Why I Hate Bucket Lists

I  celebrated my 40th birthday in March of this year so I have been thinking about the future a little bit lately.  I've told this story before but I am going to tell it again.

When I worked in staffing I had a client who had worked as a Human Resources Director for many, many years. She had finally decided to retire, along with her husband. They bought an RV and made plans to travel the country to visit family and finally enjoy their life together.

She left her company, had a big retirement party, and never had to worry about work again.

Just a few short weeks later her husband passed away unexpectedly.

I can only imagine how this affected her. She was a client, not a friend, so I never got to have a heart to heart conversation with her about her feelings. I know that it affected me a great deal and I didn't even know her husband.

During that time, Matt and I were already building our tiny house. I was getting closer and closer to quitting my job. This story just cemented in my mind that I needed to do something now, not later.

Waiting for "retirement" to live may not be a viable answer for everybody. It may not be a viable answer for anybody. There is simply no way of knowing what lies ahead for any of us. I couldn't put off my desire to live more deliberately. I couldn't continue doing what I was doing even though I was comfortable, paid well, and pretty good at it. I wanted to experience life, not just survive it.

And this is why I hate "Bucket Lists."

I'm not entirely sure when the idea of a bucket list became poplar. One day there was a movie and the next thing I knew everyone was talking about their bucket list. I'm guessing we always had these notions as a culture but no shared name for it. They were just the things we wanted to do before we died.

The problem isn't in having the desire to do these things but the idea that we can put them off until some later date. That we have to reach a certain milestone before we can start living our lives.

There have been a lot of things that I wanted to make sure I did in my lifetime. Some small, some big. As soon a I thought up a new one I would consider how much of my life it would cost me to do it. Not money, life.

If I traded a certain number of hours of my life in exchange for money I could afford to do this thing. Could I afford to lose those hours?

The very idea of a Bucket List gives us an excuse to write our hopes and dreams down on a piece of paper and hold on to it tightly until we determine we are at an age or a level of success where we can actually do them.

What if, instead, we lived every day deliberately and did all the things we want to do when we want to do them?

Sure, I understand that some things cost money. I did trade 15 years of my life in a job with the goal of saving enough money to do the things I wanted to do. Eventually I needed to figure out an alternate way to make these thing happen or I was going to continue slowly withering away inside. I know not everyone hates their 9-5 job and I I'm happy for people when they do, but I talk to enough people who eventually admit to me that their job leaves them feel empty and unfulfilled. It feels like an epidemic that most people aren't willing to acknowledge.

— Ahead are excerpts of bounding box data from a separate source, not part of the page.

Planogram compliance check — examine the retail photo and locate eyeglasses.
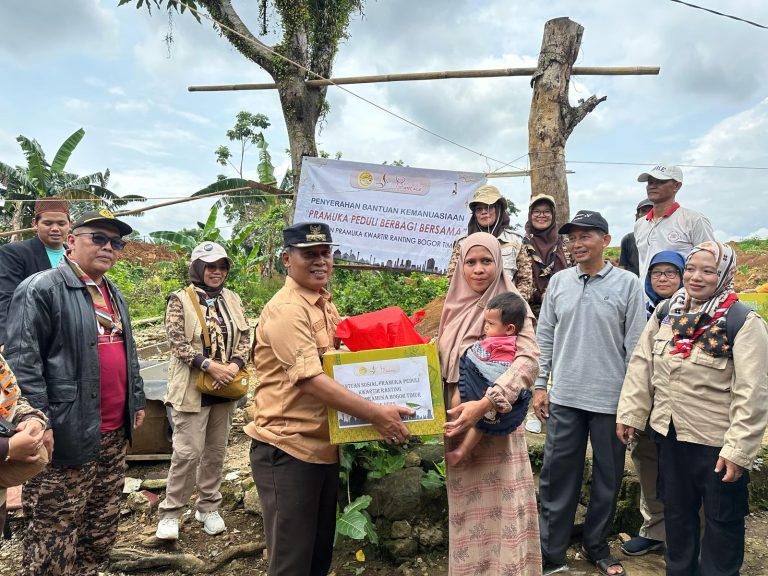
[73,232,125,251]
[651,270,680,280]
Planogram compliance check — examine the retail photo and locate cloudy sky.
[0,0,768,244]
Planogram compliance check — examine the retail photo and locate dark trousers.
[656,423,749,576]
[250,440,339,576]
[539,404,626,564]
[21,430,126,576]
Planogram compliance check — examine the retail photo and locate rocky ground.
[0,418,768,576]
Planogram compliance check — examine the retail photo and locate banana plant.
[0,128,145,235]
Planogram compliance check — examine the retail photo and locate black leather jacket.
[4,258,145,466]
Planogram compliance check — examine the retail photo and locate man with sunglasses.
[635,164,715,285]
[6,210,145,576]
[0,197,72,346]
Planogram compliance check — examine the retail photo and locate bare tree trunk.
[279,74,327,202]
[528,18,607,226]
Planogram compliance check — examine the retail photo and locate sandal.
[581,546,626,576]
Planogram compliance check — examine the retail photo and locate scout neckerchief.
[0,356,19,418]
[669,242,739,358]
[187,284,228,362]
[64,256,123,336]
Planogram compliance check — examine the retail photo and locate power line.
[669,0,768,30]
[0,191,291,204]
[173,0,523,170]
[564,160,768,170]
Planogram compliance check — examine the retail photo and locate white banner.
[293,157,485,274]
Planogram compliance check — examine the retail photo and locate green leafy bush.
[336,495,379,545]
[107,260,187,320]
[421,458,445,490]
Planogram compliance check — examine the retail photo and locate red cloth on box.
[336,306,429,352]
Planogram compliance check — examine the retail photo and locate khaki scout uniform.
[245,277,340,576]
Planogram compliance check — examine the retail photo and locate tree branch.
[560,94,608,142]
[109,542,266,574]
[198,0,277,80]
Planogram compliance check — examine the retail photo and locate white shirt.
[635,202,715,286]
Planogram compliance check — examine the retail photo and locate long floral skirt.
[447,427,541,576]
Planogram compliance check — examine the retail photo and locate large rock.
[126,490,160,515]
[413,444,445,470]
[384,538,419,561]
[417,526,445,549]
[363,468,424,521]
[243,486,261,516]
[219,480,244,510]
[390,520,413,538]
[613,476,643,534]
[141,478,168,490]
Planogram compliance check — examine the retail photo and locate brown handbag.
[185,286,250,400]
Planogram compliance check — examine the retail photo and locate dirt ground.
[120,240,182,266]
[0,414,768,576]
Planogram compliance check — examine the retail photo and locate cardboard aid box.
[323,341,445,444]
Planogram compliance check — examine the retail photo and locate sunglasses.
[651,270,680,280]
[73,232,125,250]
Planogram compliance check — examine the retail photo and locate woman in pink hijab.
[438,232,541,576]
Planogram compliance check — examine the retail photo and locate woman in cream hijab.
[438,232,541,576]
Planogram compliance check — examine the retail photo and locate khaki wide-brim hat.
[190,241,232,268]
[469,184,507,210]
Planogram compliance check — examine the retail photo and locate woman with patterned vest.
[156,242,250,540]
[524,194,571,318]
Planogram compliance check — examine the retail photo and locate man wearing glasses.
[635,164,715,285]
[0,197,72,345]
[6,210,145,576]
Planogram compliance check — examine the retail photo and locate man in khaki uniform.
[245,223,413,576]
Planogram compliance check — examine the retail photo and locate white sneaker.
[195,510,227,536]
[155,518,179,540]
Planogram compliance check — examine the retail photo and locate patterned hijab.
[525,194,568,294]
[437,232,519,383]
[669,242,739,358]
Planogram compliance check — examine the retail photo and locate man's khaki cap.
[469,184,507,210]
[191,242,232,268]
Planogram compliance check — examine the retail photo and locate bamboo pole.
[0,180,285,238]
[483,170,574,178]
[187,66,659,92]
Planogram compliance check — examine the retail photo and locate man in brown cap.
[0,197,70,345]
[245,222,413,576]
[5,210,145,576]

My client put off her life in exchange for security. When she finally felt secure enough to leave her career, it was literally too late. This is not the future I want for myself.

What things do you want to accomplish? How do you want to live? 


  1. Bucket lists are for young people. Once you get to a certain age you realize how worthless bucket lists are. Instead I have a different type of list. I call it my "First" list. I write down anything I experience for the first time. It's amazing how many firsts you can still have even when you are retired. It can be something simple like going to a certain place for the first time or having a pedicure or whatever it is that you've never done before. I love seeing all those things on my list, it makes me feel younger.

    1. What a great idea....I am 63 and I still have a lot of firsts because now I can...but now I. too, will write them down...I also art journal..great pages!! Thanks

  2. Yep, I hate them too. I will be burying my husband tomorrow. We have each lived our lives like there was no tomorrow and with no regrets. If we wanted to do something bad enough, we did it. The only regret he might have had by dying this week was no living long enough to see all of our grandchildren as adults. But then again, that's life.

  3. I feel the same way about bucket lists. They are usually filled with the silly things of life, not stuff that is important and has meaning. It took me almost 60 years to figure that out. Good for you in reaching that understanding much earlier in your own life.

  4. I agree with you. Our lives changed when my Hubby was diagnosed with a life threatening illness. He has been on dialysis for 3 years now. We are in our late 30s and want nothing more than a small cabin in the woods. We sadly can't go without running water and indoor plumbing because of my Hubby's medical needs, but we are working hard to have that tiny cabin and time for each other and adventures and just living each day before time runs out.

    You do a beautiful job expressing yourself in your blog posts, I have read a few since finding your blog tonight.

    Thanks for sharing :)

    1. Thank you for your kind words. I am glad you've enjoyed my blog. Best of luck on your continued journey toward that cabin in the woods.